With less than three months to prepare for the role, Winslet used that time to memorize most of the very wordy script, to steep herself in the culture of the period (listening to a lot of period-appropriate music), and to brush up on her New York accent (Winslet easily demonstrated the sound she wanted to avoid, which she described as a stereotypical “Noo Yawk chew”).
Preparation was key when it came to playing pages and pages of dialogue. “You can’t make mistakes when you do 14-page scenes in one take,” she said. “There is no backing up. You have to stop, and start, all over again. I would just hate that. I have personal standards. I would be devastated.”

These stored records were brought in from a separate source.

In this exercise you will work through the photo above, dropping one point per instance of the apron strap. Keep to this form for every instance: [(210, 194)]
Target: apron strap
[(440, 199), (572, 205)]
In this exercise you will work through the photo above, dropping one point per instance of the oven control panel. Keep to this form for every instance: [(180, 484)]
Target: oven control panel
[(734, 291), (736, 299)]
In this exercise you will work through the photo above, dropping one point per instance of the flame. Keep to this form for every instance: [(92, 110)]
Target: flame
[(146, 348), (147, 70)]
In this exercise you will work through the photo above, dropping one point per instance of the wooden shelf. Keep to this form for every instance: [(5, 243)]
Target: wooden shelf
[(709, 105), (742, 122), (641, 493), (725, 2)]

Winslet wasn’t bothered by Allen’s approach toward his actors, which is usually skews toward keeping them at arm’s length. “I do pride myself on being fairly self-sufficient, a director can say anything to me, anything at all, and I’m not offended,” she said. “I would rather be told, and I can always tell if I’m not being told the truth.”
Another possible hurdle for Winslet: leading a cast of supporting stars better known for lighter fare, including Belushi, Temple, and Timberlake. But the demands of Allen’s style of production stripped any expectations away.

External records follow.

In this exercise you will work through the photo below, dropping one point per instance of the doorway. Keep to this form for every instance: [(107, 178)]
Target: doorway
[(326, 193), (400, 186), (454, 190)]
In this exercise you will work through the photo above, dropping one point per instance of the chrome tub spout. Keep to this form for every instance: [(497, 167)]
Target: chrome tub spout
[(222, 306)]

“There’s no ego, there’s not film-star stuff. I don’t like being around that, anyway,” she said. “I find that very difficult, but, luckily on Woody Allen films, there’s no time to have issues; actors’ picky issues at all. You’re all thrown in together. You share trailers, literally. You can hear each other peeing through the tiny, little walls.”
Allen notoriously doesn’t rehearse before production starts, instead opting to practice scenes immediately before filming them, but Winslet said she and her cast members would make the time to run lines as they traveled from set or had a day off. It bonded them and kept them pages ahead of a bulky script.

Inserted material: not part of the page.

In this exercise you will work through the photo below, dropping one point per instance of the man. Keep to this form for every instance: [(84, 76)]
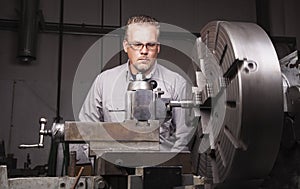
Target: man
[(106, 98)]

Despite all that preparation, Winslet is candid about the toll the part took on her.
“I would wake up with a racing heart, in the middle of the night,” Winslet said. “It was like this feeling of stop, go, stop, go, being ready to run. Being ready to strap into the white-knuckle ride. This constant adrenaline-fueled state that found myself in, that was not very nice, and not very comfortable at all.”
“Wonder Wheel” wrapped in November 2016, but Winslet is still reeling from the experience of being Ginny. (She shot the physically taxing “Mountain Between Us” immediately afterward, and while she remembers it as “a great adventure,” she also said that “playing Ginny was like climbing 50 mountains”).
“I’m still not very good, actually, at letting characters go. I’m not,” she said when asked how she feels about Ginny now. “I look at photographs of myself, immediately after that shoot… and I just look horrific. I just look like a different person. Shellshocked or something, at having come out the other side of playing such a gigantic, all-consuming character.”
On her final day of filming, Winslet wrapped while standing underneath the eponymous boardwalk ride on the shore of Coney Island, and she remembers nearly collapsing under the weight of what she’d just completed, almost taking out script supervisor Diane Dwyer along the way.
“I was standing there, and she comes over, and she goes, ‘You’re done.’ She gives me this huge hug, and she goes, ‘Oh, my darling. Let her go,'” Winslet said. “And I thought, Oh, I could have collapsed. I literally could have. It was as though I had to keep my legs steady underneath me, for the whole of that shoot.”
And, she adds, she wouldn’t have had it any other way.
“It’s an actor’s dream, that feeling,” she said. “What you hope for. You want to feel as though you’ve done absolutely everything you could to try to make that character yours.”
“Wonder Wheel” will be in limited release on Friday, December 1.